We are bringing these same tools to bear in new Health Department services.
For example, our New Family Home Visits program seeks to eliminate inequities in maternal and infant health by offering targeted nurse home visits — and connecting families to services such as doulas, mental health screenings and breastfeeding support. We also supported the nation’s first Overdose Prevention Centers — safe places where people who use drugs can receive medical care and be connected to treatment and social services. These centers don’t just save lives; they help interrupt the cycles of illness and inequity fueled by an over-criminalized approach to drug use widely documented in communities of color.

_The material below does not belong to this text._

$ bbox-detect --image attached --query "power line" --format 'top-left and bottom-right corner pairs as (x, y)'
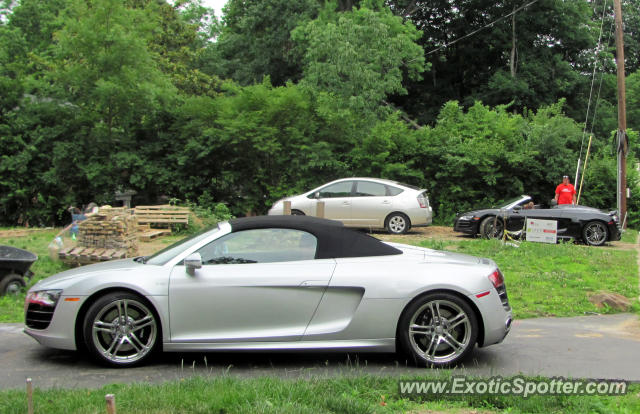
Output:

And our new NYC Public Health Corps, a $235 million investment in an expanded public health workforce, led by community health workers in neighborhoods hardest hit by Covid-19, is a prime example of how we can more permanently reverse the ripple effects of historic disinvestment in communities of color. The Public Health Corps, like all of public health, depends on practitioners across the health professions both developing a deeper understanding of racism’s effects on the mental and physical health of our neighbors and loved ones and practicing the humility to partner with those who know their communities best. This is a critical strategy to bridge public health and health care at a time when fragmentation is deadly.
It’s time to draw a line in the sand. Public health professionals and policymakers who do not prioritize dismantling white supremacy are, quite simply, not doing the work of advancing health. Nearly a decade into the Black Lives Matter movement and two years into the Covid-19 pandemic, we must choose to not be complicit in the systemic persistence of racism and its consequences and instead make anti-racism a cornerstone of public health.